Hal itu yang menjadi kendala para petani udang vaname. Selain itu, kendala lain adalah penurunan kualitas benur dan sumber daya air, seperti: ketidakstabilan lingkungan dan penerapan sistem terbuka tanpa tandon dan treatment air, menjadi kendala lain yang sering dihadapi dalam pengembangan budidaya udang vaname.
“Memelihara udang vaname tidak mudah, lingkungan; suhu, kemudian oksigen semua pengaturannya tidak mudah. Dan di sini (Muara Gembong) gagalnya vaname itu ada virus,” jelas Presiden.
Untuk mengatasi kendala dalam pengembangan budidaya udang vaname dilakukan dua cara.
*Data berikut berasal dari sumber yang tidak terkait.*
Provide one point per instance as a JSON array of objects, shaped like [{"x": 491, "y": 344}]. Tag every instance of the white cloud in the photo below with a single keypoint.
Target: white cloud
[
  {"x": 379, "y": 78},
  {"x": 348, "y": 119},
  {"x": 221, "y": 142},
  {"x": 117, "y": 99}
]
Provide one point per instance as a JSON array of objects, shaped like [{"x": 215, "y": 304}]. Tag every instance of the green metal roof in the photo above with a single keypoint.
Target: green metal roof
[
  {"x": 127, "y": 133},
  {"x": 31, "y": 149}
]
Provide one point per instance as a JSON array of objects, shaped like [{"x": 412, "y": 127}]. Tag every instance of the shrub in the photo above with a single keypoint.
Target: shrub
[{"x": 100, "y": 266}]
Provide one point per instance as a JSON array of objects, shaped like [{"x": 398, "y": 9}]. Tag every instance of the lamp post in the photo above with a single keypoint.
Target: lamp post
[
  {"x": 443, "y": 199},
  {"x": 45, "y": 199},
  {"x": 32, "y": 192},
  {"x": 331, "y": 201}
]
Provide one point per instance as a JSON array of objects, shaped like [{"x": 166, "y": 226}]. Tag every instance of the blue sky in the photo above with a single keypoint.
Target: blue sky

Pertama, pengembangan unit pembenihan udang (hatchery) tanpa antibiotik, yang meliputi penerapan biosecurity, penggunaan induk unggul, SPR (Spesific Pathogen Resistant), penggunaan immunostimulan sebagai suplemen pakan, dan pengolahan air baku dan pembenihan yang baik.
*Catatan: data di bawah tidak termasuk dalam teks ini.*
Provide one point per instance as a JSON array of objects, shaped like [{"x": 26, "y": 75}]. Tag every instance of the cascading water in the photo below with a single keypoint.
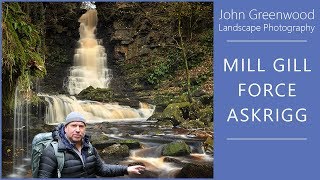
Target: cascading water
[
  {"x": 21, "y": 144},
  {"x": 89, "y": 59},
  {"x": 61, "y": 105},
  {"x": 90, "y": 69}
]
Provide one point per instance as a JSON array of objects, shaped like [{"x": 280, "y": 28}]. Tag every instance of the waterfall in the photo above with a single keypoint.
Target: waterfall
[
  {"x": 89, "y": 62},
  {"x": 21, "y": 144},
  {"x": 61, "y": 105}
]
Kedua, pengembangan unit pembesaran udang (tambak) berkelanjutan meliputi penerapan biosecurity, plesterisasi/plastikisasi tambak, menebar benur berkualitas dan SPR dengan kepadatan 80 -100 ekor/m2, serta pengolahan air dengan ikan nila sebagai pengendali bahan organik dan penekan bakteri vibrio pada tambak plastik.
Total tambak udang vaname di Muara Gembong mencapai 11.000 hektar. Namun, tambak yang dikelola baru 80 hektar, sementara tambak yang diuji coba sebanyak 10 hektar. Pengelolaan tambak ini di bawah pengawasan Kementerian Kelautan dan Perikanan RI.
Untuk mengelola satu hektar tambak udang vaname dibutuhkan modal kurang lebih Rp 180 juta. Sementara ketika panen untuk satu hektar tambak para petani bisa meraup rupiah Rp 310-320 juta. Artinya ada margin keuntungan satu kali panen kurang lebih Rp 120-an juta.